The cross-provider leaderboard under this protocol is still being filled in (it depends on the multi-provider harness). None of our existing MuSiQue runs match this protocol yet — they use a Llama-3.1-8B reader, no judge, and only the 2-hop subset. The run below is the closest measured number we have, not a protocol row.

Our results — measured, not yet in the live matrix

Caveated numbers — read before quoting

MuSiQue has no committed matrix cell in our benchmark system. The numbers below live only in a raw run JSON and carry known provenance gaps tracked in our citation audit: the run is the 2-hop subset only, n=200 — not the full 2,417-question dev set and not the 3-hop/4-hop categories — and its run_id is null, so source_json is the join key. Treat them as measured, not adjudicated. They are not a headline leaderboard claim.

Our reference run (musique_20260318_205914.json):

MetricValue
Answer F10.4571
Answer EM0.365
Retrieval recall0.8375
Chain coverage0.8375
  • Population: 200 questions, all 2-hop (hop distribution {2: 200}); answerable only.
  • Reader: meta/llama-3.1-8b-instruct (provider nvidia), no LLM judge (use_judge=false) — F1/EM are token-overlap scores, not judge verdicts.
  • Retrieval config: strategy=auto, two_pass=false, top_k=10, embeddings Qwen3-Embedding-0.6B (1024-d, local).

The notable shape here is that retrieval recall and chain coverage (both 0.8375) are far higher than answer F1 (0.4571).
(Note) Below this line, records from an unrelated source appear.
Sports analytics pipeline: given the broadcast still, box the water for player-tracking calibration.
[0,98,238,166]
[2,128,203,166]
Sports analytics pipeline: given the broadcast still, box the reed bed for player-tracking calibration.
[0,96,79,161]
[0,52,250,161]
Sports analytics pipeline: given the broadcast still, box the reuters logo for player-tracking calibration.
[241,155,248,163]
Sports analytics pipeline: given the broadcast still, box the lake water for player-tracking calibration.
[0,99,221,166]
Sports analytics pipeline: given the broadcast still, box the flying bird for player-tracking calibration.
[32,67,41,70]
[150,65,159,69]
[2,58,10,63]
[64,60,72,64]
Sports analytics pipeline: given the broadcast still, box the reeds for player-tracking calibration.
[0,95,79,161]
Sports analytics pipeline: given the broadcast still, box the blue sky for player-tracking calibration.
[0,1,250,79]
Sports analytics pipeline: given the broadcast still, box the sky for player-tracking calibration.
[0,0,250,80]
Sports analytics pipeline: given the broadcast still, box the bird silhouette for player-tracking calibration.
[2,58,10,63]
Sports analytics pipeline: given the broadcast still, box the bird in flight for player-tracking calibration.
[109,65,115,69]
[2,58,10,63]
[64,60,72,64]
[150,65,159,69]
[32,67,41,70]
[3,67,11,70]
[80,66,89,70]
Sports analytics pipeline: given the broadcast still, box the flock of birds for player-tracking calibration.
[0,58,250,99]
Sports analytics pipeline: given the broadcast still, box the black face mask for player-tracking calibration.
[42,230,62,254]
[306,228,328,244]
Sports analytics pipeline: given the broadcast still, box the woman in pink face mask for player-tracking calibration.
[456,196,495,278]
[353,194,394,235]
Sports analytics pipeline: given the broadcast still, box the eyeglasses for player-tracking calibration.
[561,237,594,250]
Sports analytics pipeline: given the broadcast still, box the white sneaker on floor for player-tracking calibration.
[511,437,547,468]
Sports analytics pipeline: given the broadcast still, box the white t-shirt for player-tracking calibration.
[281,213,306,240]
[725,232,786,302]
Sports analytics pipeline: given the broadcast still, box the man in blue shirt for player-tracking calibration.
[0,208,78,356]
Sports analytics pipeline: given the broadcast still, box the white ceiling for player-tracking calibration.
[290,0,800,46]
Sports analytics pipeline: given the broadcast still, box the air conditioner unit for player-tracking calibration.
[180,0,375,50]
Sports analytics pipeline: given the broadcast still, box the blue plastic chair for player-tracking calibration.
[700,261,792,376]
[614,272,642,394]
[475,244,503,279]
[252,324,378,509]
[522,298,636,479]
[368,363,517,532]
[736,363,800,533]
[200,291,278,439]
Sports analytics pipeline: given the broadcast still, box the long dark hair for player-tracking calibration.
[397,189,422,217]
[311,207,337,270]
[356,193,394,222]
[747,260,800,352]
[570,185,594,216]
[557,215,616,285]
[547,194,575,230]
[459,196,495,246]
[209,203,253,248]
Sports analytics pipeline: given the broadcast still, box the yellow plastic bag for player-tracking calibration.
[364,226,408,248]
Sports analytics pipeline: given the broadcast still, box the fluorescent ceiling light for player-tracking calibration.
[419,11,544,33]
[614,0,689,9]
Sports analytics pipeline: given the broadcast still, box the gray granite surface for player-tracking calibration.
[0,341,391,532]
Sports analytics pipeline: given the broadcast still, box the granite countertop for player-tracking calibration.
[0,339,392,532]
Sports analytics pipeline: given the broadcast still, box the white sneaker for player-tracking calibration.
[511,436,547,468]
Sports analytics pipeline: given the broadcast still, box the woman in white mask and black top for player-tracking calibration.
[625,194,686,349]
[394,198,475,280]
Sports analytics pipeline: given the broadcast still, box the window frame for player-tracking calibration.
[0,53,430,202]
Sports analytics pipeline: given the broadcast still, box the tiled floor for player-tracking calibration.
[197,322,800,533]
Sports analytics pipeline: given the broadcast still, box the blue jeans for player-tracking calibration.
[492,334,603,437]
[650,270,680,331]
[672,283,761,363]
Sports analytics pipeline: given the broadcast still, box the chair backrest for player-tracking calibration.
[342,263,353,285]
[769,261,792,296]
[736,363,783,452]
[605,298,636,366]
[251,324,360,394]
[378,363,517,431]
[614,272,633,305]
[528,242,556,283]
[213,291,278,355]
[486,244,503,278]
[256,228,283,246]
Across our MuSiQue runs the recall/chain figures stay near 0.8375 regardless of reader, while answer F1 moves with the reader model (a DeepSeek-v3.2 reader scored 0.389 on the same retrieval). On this run the bottleneck is the reader extracting the answer, not the retrieval finding the evidence.

Known asymmetries

  • Subset, not the full dev set. Our 0.4571 is 2-hop-only, n=200. The 3-hop and 4-hop categories — the harder, longer chains MuSiQue exists to test — are not in this run. Reading 0.4571 as a "MuSiQue score" would overstate coverage.
  • Backbone gap. Published systems use frontier backbones — HopRAG reports 54.9 F1 and SiReRAG 53.1 F1 on GPT-4o; RAPTOR 49.1, HippoRAG 43.8 (GPT-3.5-turbo), PRISM 41.8, IRCoT 36.5, BGE dense 30.1. Our run used Llama-3.1-8B. The fixed-judge protocol exists to remove this confound; until it runs, cross-system comparison is not apples-to-apples.
  • Different population than the competitor numbers. The competitor figures above are migrated from the HopRAG comparison table (arXiv:2502.12442), which evaluated on a 1,000-question subset of the MuSiQue-Ans validation set with GPT-4o backbones. Our number is a different 200-question, 2-hop-only subset with a Llama reader. Do not rank 0.4571 against 54.9 as if they share a population — they differ in size, hop distribution, and backbone.
  • No judge on this run. The F1/EM here are token-overlap metrics, not LLM-as-judge verdicts. The canonical protocol scores by judge; these numbers are therefore not directly comparable to a judge-scored row.

By Edward Izgorodin · last updated 2026-06-21.